Nearly every big-city police department in the United States uses a Taser device. According to the company, more than 14,000 law enforcement agencies worldwide employ Tasers and more than 1.8 million people have had the weapon used on them since it was introduced into general law enforcement use in the 1990s. The human rights organization Amnesty International estimates more than 400 people have died as a result of Taser strikes.

Officially, it's not a gun. As an electronic control device, Tasers are not classified as a firearm. The devices are regulated by the Consumer Product Safety Commission.

"There's one thing that's undeniable -- that if I use my firearm, the chances are that you will suffer extreme injuries or death," said George Gascon, the newly installed police chief in San Francisco, California. "The chances are much greater of reducing injuries with a Taser."

San Francisco is one of three big-city police departments in the United States that don't use Tasers (The others are Detroit, Michigan, and Memphis, Tennessee). Gascon wants to change that. He supports use of the device but says to call it "nonlethal" is inaccurate.

"We have referred to the Tasers for many years as a less-lethal weapon," he said. "In the San Francisco experience, which we have to concentrate on, I have not said once that this is a nonlethal device because I believe it can be a contributing factor in causing death."

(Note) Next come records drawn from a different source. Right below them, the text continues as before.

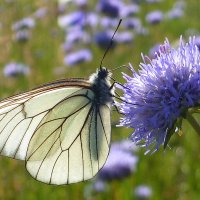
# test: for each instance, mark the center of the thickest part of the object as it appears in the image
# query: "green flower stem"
(193, 122)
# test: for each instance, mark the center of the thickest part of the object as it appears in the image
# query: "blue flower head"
(158, 95)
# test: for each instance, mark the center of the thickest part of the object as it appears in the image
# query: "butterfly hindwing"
(21, 114)
(71, 143)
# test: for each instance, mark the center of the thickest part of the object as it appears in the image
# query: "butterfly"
(61, 129)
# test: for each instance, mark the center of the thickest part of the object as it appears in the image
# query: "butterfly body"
(101, 86)
(61, 129)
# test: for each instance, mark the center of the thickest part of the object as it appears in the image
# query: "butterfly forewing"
(21, 114)
(70, 152)
(61, 132)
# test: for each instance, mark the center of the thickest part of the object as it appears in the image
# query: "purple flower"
(124, 37)
(81, 3)
(143, 192)
(132, 23)
(13, 69)
(154, 51)
(154, 17)
(80, 56)
(120, 163)
(22, 35)
(92, 19)
(41, 12)
(72, 19)
(128, 10)
(157, 97)
(24, 23)
(102, 39)
(197, 42)
(109, 7)
(108, 22)
(175, 13)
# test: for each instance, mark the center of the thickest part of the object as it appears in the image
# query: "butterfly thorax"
(101, 86)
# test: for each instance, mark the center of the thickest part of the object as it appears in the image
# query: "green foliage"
(172, 174)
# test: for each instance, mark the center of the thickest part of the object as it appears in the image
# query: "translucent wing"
(58, 129)
(71, 143)
(21, 114)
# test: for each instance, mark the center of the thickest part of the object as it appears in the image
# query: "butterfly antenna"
(110, 44)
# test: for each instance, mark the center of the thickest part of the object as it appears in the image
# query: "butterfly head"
(100, 82)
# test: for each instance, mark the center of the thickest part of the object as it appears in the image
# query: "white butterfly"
(62, 129)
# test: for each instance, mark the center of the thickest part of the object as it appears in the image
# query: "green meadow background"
(173, 174)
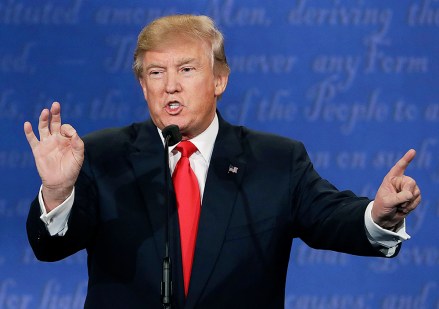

Read: Chief's Taser proposal rejected in San Francisco

Taser International is growing. Its latest earnings report says the firm made more than $100 million in profits last year by selling Tasers to both law enforcement and to individual consumers. And the company says even more police and sheriff's departments are lining up to purchase the weapon every day.

The company argues in Steven Butler's case that simply being in a stressful situation with police can bring on heart problems, and there's no link between being being hit with a Taser and the cardiac arrest.

For Steven Butler, greeting the mailman now is a highlight of his day. He doesn't dispute that he was drunk and disorderly when the officer tried to get him off the bus, but he and his family blame Taser for what happened to him. He says he's not frustrated or angry, just resigned to spending the rest of his life trying to remember what happened.